5.-L’Algérie au 31/12/2014 avait une dette inférieure à 4 milliards de dollars contrairement aux années 1986 grâce au remboursement par anticipation. Mais le capital argent n’est qu’une richesse virtuelle qu’il s ‘agit de transformer en richesse réelle. C’est le travail et l’intelligence qui ont été toujours à l’origine de la richesse des Nations, le fondement de la réussite de toute entreprise publique ou privée étant l’économie de la connaissance. Les réserves de change ont été établies pour les trois premiers trimestres par la banque d’Algérie à 152 milliards de dollars, elles devraient tourner entre 140/145 milliards de dollars au 01 janvier 2016. Or les sorties de devises pour 2014 ont été de 71,3 milliards de dollars pour les biens et services (11,5 milliards de dollars seulement pour les services) montant auquel il faut ajouter 5 milliards de dollars de transferts légaux de capitaux nous donnant un total de plus de 76 milliards de dollars. Pour 2015, si l’on retranche environ 7 milliards de dollars, les sorties de devises auraient été de 69 milliards de dollars. Si on émet l’hypothèse, du fait de l’incompressibilité de certaines importations, quitte à germer toutes les unités dont le taux d’intégration ne dépasse pas 15%( plus de 18 milliards de dollars d'importation de matières premières en 2014) et dont les besoins des ménages sont corrélées aux importations à plus de 70%, d’une baisse par rapport à 2014 de 15 milliards de dollars, les sorites de devises seraient de l’ordre de 61 milliards de dollars.
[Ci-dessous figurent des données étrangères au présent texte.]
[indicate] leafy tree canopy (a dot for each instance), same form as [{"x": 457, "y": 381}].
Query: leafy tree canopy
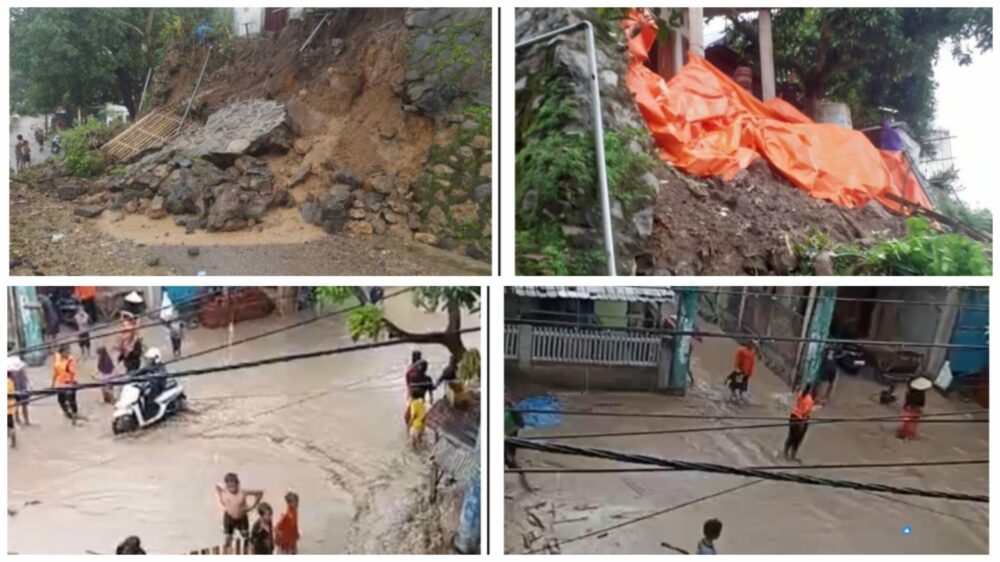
[
  {"x": 78, "y": 57},
  {"x": 369, "y": 320},
  {"x": 868, "y": 57}
]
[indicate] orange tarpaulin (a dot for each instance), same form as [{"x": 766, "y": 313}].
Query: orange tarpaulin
[{"x": 705, "y": 124}]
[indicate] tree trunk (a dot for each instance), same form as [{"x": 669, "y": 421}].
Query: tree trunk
[{"x": 126, "y": 90}]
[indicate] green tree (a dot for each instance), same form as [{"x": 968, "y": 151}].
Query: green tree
[
  {"x": 78, "y": 57},
  {"x": 370, "y": 321},
  {"x": 868, "y": 57}
]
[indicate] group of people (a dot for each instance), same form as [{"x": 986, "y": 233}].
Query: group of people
[
  {"x": 264, "y": 537},
  {"x": 808, "y": 397},
  {"x": 22, "y": 148},
  {"x": 420, "y": 389}
]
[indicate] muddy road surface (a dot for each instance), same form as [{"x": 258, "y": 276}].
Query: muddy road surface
[
  {"x": 758, "y": 517},
  {"x": 330, "y": 429},
  {"x": 48, "y": 239}
]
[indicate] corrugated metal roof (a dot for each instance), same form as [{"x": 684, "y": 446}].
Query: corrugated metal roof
[
  {"x": 456, "y": 432},
  {"x": 627, "y": 294}
]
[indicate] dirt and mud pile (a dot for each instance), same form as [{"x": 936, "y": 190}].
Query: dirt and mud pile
[
  {"x": 381, "y": 126},
  {"x": 665, "y": 222}
]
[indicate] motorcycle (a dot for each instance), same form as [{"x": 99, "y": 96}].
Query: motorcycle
[
  {"x": 850, "y": 358},
  {"x": 132, "y": 412}
]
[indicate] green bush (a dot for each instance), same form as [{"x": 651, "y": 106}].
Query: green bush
[
  {"x": 923, "y": 251},
  {"x": 80, "y": 159}
]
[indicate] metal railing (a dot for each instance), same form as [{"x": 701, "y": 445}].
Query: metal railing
[
  {"x": 510, "y": 342},
  {"x": 594, "y": 347}
]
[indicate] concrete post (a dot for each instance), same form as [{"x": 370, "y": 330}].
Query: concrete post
[
  {"x": 523, "y": 346},
  {"x": 467, "y": 538},
  {"x": 663, "y": 377},
  {"x": 819, "y": 328},
  {"x": 766, "y": 54},
  {"x": 681, "y": 360},
  {"x": 696, "y": 30},
  {"x": 943, "y": 332}
]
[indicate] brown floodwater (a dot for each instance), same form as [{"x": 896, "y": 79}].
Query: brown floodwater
[
  {"x": 762, "y": 518},
  {"x": 329, "y": 428}
]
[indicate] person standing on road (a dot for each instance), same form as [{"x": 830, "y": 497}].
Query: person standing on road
[
  {"x": 744, "y": 364},
  {"x": 18, "y": 155},
  {"x": 20, "y": 374},
  {"x": 828, "y": 373},
  {"x": 64, "y": 376},
  {"x": 798, "y": 422},
  {"x": 913, "y": 407},
  {"x": 11, "y": 409},
  {"x": 712, "y": 530}
]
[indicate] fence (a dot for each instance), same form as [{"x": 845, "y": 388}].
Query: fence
[
  {"x": 588, "y": 346},
  {"x": 510, "y": 343}
]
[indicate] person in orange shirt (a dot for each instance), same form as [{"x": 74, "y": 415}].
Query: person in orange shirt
[
  {"x": 798, "y": 422},
  {"x": 287, "y": 531},
  {"x": 743, "y": 367},
  {"x": 11, "y": 408},
  {"x": 64, "y": 375}
]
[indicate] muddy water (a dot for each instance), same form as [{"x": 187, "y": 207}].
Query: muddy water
[
  {"x": 766, "y": 517},
  {"x": 328, "y": 428}
]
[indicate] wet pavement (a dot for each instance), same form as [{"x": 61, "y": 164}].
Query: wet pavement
[
  {"x": 764, "y": 517},
  {"x": 328, "y": 428}
]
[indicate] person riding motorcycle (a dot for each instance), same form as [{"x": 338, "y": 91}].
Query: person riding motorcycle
[{"x": 155, "y": 384}]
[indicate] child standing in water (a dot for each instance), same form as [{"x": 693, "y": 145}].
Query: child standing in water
[
  {"x": 286, "y": 533},
  {"x": 262, "y": 536},
  {"x": 233, "y": 499}
]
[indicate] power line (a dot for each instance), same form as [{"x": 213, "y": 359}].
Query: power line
[
  {"x": 130, "y": 375},
  {"x": 650, "y": 515},
  {"x": 718, "y": 417},
  {"x": 731, "y": 428},
  {"x": 766, "y": 467},
  {"x": 844, "y": 299},
  {"x": 739, "y": 336},
  {"x": 591, "y": 452},
  {"x": 237, "y": 366}
]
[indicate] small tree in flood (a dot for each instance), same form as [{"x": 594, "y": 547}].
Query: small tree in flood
[{"x": 369, "y": 320}]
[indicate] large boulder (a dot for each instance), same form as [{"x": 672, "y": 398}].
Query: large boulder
[
  {"x": 332, "y": 212},
  {"x": 246, "y": 127}
]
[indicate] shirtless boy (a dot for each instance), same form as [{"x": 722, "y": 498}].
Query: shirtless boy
[{"x": 234, "y": 503}]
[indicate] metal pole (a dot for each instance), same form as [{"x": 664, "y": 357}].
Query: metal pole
[
  {"x": 142, "y": 98},
  {"x": 595, "y": 91},
  {"x": 313, "y": 34},
  {"x": 196, "y": 86}
]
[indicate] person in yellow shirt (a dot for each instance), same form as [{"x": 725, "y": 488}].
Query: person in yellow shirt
[
  {"x": 11, "y": 408},
  {"x": 64, "y": 376}
]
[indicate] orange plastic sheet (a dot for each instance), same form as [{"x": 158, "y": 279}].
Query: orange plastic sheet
[{"x": 705, "y": 124}]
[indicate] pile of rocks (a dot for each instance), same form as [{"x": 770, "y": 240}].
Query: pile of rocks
[
  {"x": 200, "y": 194},
  {"x": 381, "y": 204}
]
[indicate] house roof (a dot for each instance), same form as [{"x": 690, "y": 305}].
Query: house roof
[{"x": 627, "y": 294}]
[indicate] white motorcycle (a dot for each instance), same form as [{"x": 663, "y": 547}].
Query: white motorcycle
[{"x": 133, "y": 411}]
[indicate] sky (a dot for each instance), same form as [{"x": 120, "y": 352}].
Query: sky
[{"x": 966, "y": 103}]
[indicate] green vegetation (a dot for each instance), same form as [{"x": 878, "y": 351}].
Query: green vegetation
[
  {"x": 74, "y": 58},
  {"x": 868, "y": 57},
  {"x": 557, "y": 176},
  {"x": 923, "y": 251},
  {"x": 82, "y": 159},
  {"x": 369, "y": 320}
]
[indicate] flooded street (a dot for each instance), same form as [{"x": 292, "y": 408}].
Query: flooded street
[
  {"x": 330, "y": 429},
  {"x": 762, "y": 517}
]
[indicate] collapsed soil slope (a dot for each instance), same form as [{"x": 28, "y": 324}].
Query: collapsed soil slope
[
  {"x": 748, "y": 226},
  {"x": 380, "y": 128}
]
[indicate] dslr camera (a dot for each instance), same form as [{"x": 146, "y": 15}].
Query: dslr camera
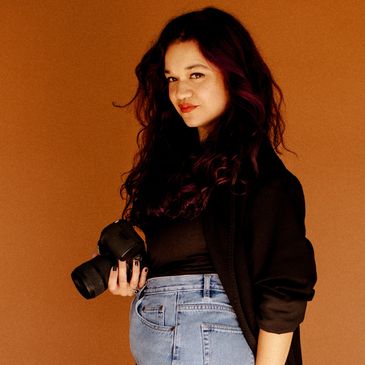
[{"x": 118, "y": 241}]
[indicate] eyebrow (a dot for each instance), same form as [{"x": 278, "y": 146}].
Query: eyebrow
[{"x": 191, "y": 67}]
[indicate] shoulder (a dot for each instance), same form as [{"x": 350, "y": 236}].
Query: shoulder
[{"x": 276, "y": 188}]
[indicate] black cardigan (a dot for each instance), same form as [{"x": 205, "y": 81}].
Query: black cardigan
[{"x": 257, "y": 243}]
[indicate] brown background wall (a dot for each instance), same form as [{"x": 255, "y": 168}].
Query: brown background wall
[{"x": 63, "y": 147}]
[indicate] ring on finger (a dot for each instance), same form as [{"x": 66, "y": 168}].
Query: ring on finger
[{"x": 135, "y": 290}]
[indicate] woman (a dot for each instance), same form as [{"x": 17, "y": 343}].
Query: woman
[{"x": 230, "y": 269}]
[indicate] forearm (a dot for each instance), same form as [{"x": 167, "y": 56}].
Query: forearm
[{"x": 273, "y": 348}]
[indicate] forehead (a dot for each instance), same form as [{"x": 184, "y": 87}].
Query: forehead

6.- Il .existe une corrélation entre le niveau des réserves de change, elles mêmes fonction de la rente des hydrocarbures à 98%, et le cotation du dinar à 70%. La baisse proportionnelle de ces réserves occasionnera une dévaluation rampante du dinar qui pourrait s’établir au cas où les réserves seraient inférieures à 20 milliards de dollars à 200 dinars un dollar. Il s’ensuivrait une diminution inéluctable des transferts sociaux et des subventions qui représentent environ 27% du PIB en 2014, et donc un processus inflationniste avec un impact négatif sur le pouvoir d’achat des Algériens, notamment un nivellement par le bas des couches moyennes. Le taux de croissance étant irrigué directement et indirectement par la dépense publique via la rente des hydrocarbures, 83% de la superficie économique étant constituée de petits services/commerce, le secteur industriel pesant moins de 5% du PIB, bon nombre de projets notamment d’infrastructures devront être gelés, accroissant le taux de chômage déjà sous évalué par les sureffectifs au niveau des administrations et des entreprises publiques.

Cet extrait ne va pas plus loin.